Reading the Ceiling has an interesting premise: the narrator, Ayodele, is turning 18 and determined to get initiated into the mysteries of sex, so she needs to choose a partner with whom to do the deed. The three sections of the book follow alternate versions of her life as it unfolds along three different trajectories depending on whom she chooses: Reuben, an awkward classmate who likes her much more than she likes him; Yuan, a friend of Chinese descent in whom she is interested; or Frederick, the sexually experienced father of her best friend.
I was curious to see how the different stories played out, and there is a sense of place, though oddly for African fiction, Ayodele lives a middle-class life in terms of both values and material comforts, and there’s not much of a sense that she and her classmates are better off than those around them. Tracking the similarities and differences among the stories and the different ways characters relate to each other based on different lives and choices was interesting, and the author does a good job of showing different sides of those events that occur in multiple stories, avoiding repetitive content. I didn’t always believe the author’s choices, though: a character will die in a motorcycle accident in multiple stories despite having lived two different adult lives, or Ayodele will get a scholarship for London in one story but only for Dakar in another even though she submitted the applications before making her choice.
More to the point, though, the book is on the dull side. Ayodele’s feelings about events are often left unclear; instead we get bland descriptions of her surroundings, lacking in emotional content.
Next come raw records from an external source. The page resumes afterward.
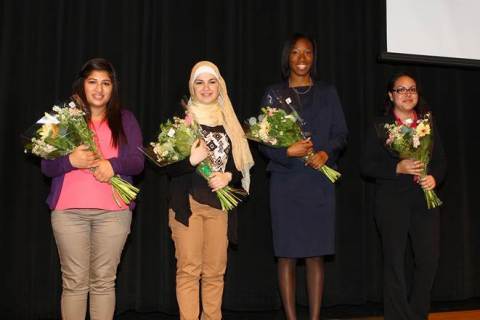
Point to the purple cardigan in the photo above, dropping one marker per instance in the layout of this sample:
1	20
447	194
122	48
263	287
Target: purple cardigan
128	163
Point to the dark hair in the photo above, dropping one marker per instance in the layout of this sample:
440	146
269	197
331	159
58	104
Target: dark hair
114	107
421	106
287	48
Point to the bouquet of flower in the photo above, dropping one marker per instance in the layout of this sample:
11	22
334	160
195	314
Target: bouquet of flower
413	140
275	128
58	134
174	143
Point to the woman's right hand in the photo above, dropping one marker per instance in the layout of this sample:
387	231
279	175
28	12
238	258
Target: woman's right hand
300	148
82	158
409	166
198	152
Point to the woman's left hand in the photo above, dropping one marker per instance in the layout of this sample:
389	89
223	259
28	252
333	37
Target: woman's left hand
218	180
103	170
427	182
317	160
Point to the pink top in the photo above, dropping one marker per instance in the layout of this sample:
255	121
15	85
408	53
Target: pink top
81	190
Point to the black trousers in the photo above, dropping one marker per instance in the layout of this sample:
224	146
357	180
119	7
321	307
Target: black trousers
403	217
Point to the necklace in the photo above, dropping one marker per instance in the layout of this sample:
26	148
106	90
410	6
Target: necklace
302	92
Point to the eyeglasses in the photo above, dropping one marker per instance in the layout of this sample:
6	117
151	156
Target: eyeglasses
403	90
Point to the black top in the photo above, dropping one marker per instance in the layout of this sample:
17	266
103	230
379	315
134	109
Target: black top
380	164
185	181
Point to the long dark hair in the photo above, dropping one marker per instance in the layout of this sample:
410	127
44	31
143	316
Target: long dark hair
287	48
421	108
114	107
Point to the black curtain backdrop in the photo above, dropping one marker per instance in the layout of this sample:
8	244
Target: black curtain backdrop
153	45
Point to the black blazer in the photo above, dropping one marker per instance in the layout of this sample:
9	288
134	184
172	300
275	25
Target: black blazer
379	163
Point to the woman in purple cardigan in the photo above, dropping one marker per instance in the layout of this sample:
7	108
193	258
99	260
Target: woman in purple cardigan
89	226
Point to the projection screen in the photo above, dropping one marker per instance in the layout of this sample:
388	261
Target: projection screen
432	31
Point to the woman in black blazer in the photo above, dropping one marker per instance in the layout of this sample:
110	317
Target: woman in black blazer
401	212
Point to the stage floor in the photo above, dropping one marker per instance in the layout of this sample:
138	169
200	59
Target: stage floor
456	310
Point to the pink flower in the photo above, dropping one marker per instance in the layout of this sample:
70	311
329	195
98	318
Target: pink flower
188	119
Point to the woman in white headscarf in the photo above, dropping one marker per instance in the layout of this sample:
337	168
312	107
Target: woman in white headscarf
199	226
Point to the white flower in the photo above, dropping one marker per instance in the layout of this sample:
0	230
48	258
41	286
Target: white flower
423	129
416	141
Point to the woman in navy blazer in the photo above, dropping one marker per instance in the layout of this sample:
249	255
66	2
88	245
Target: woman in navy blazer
302	199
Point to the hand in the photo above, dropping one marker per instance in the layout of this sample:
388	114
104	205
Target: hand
300	148
218	180
82	158
103	170
409	166
317	160
427	182
198	152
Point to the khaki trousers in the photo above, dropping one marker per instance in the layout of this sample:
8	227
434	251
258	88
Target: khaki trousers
201	252
90	244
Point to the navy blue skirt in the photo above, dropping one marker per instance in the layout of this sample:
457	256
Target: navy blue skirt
303	214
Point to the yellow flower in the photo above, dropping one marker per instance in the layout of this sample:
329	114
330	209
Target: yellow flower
423	129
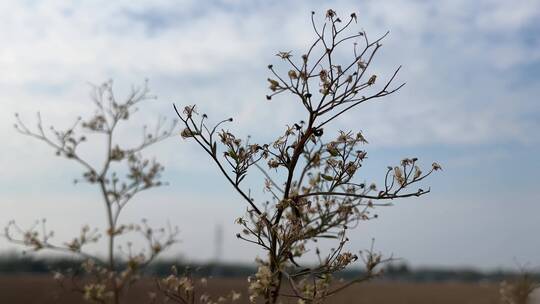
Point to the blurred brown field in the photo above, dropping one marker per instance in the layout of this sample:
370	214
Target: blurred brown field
43	290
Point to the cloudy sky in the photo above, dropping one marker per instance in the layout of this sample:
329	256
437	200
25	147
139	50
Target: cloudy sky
472	70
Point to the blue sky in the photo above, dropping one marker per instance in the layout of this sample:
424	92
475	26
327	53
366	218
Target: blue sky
471	103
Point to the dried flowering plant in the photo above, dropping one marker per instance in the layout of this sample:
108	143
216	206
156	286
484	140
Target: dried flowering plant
123	174
183	288
311	180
And she’s not a particularly interesting character or one who inspired much emotion in me. While a character doesn’t need to be pleasant to be compelling, Ayodele doesn’t balance her lack of resilience or less-than-admirable choices with a strong or complex personality to keep readers engaged. In two of the stories she folds emotionally at the first blow, allowing an early failure or tragedy to shape and define her life, while in the final one she chooses to carry an unexpected pregnancy to term, though it derails her life, apparently just to spite her mother. She doesn’t seem destined to be happy regardless of her choices, though it’s hard to tell when the last two end without reaching a conclusion, leaving readers wondering what happens next.
Overall, this isn’t one I would recommend, though if you too have reason to read a book from the Gambia, then go for it. I’ve certainly read worse.